Care for Care (Hospice Care)

People who become sick come to the hospital and get a doctor’s appointment. When something wrong is actually confirmed, they can either choose to stay at the hospital or at home, depending on what agreement the parties involved may have. And when something worse happens, these patients are given care and attention more than regular patients. And finally, when the unthinkable comes, the time when even doctors cannot help but say to pray, who will these people have to turn to?

Hospice care is a palliative care that provides its services to those people who are nearing death. These are usually the ones who are chronically ill and do not have much longer to live. Reputable hospice care providers not only help physically, but also mentally, emotionally, and spiritually. They help both the patient and the family in facing what is happening now, and what is to come. This is what sets them apart from other care services and are widely known for it. Despite that however, hospice care is only optional.

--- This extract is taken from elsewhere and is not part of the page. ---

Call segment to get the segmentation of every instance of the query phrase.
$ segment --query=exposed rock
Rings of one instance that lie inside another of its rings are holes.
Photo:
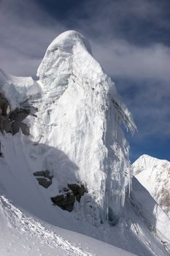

Hospice care is not without its gossiping rumors. People tend to believe that receiving such care might welcome death sooner or it might mean giving up on life. Hospice care is definitely none of those things.

For one, hospice care tries to supervise the patient into embracing the life he or she has as of the moment. The patients in turn becomes aware of a lot of things which include the support and love coming from their family, friends and even care providers. Hospice care is also about respecting the patient’s wishes. They serve as their counterparts’ tubes and medical equipment in the hospitals. And much more, they are provided with an honest service. Hospice care providers are usually on the clock almost every hour of the day to heed the patient’s needs—like counseling and prayer.

Questions in Hospice Care

According to a research by the Post, one in six hospices in the United States did not provide crisis care to their dying patients this year. “The lack of such care,” had written Post reporters Peter Whoriskey and Dan Keating, “suggests that some hospice care outfits are stinting on medical care, according to hospital professionals. Inspection and issue information, meanwhile, illustrate the discomfort of sufferers who have been left without proper care.” And, indeed, Whoriskey and Keating offer some experiences about failures, starting with 85-year-old Ying Tai Choi, a Tampa, Florida, woman whose nurse abandoned her an hour before she died.

What gives the Post’s research value beyond its immediate impact, though, is that the document submitted the data source it used to carry out its reporting. The Post says it examined Medical health insurance payments information for more than 2,500 hospice care companies as well as “an internal Medical health insurance count of medical care in sufferers near death and examined complaint records at hundreds of hospices.” By showing its work, the document has provided valuable leads for follow-up experiences by news organizations across the country. According to the data source, 16 percent of 43 hospice care facilities serving 22,865 sufferers in Massachusetts reported providing no crisis care this year. That percentage is right around the national average, though it is higher than any other New England state.

Under Medical health insurance guidelines, a hospice must be able to offer crisis care to its critically ill sufferers, which the Post tells us, is “either ongoing medical care at home or an inpatient bed at a hospital.” The Post is careful to point out that the mere fact that a service did not offer crisis care in a given year is not evidence that there’s anything wrong. It’s possible that none of its sufferers needed it. A further explanation: The lack of crisis care does not necessarily indicate a breach of the guidelines. But hospital professionals say it is unlikely that larger hospices had no sufferers who required such care. In other words, the data source provides questions, not answers, precisely the information news companies’ need for follow-up reports at the local level. Investigative reporting is expensive and time-intensive. The Post’s hospice care story provides reporters with a great jump start.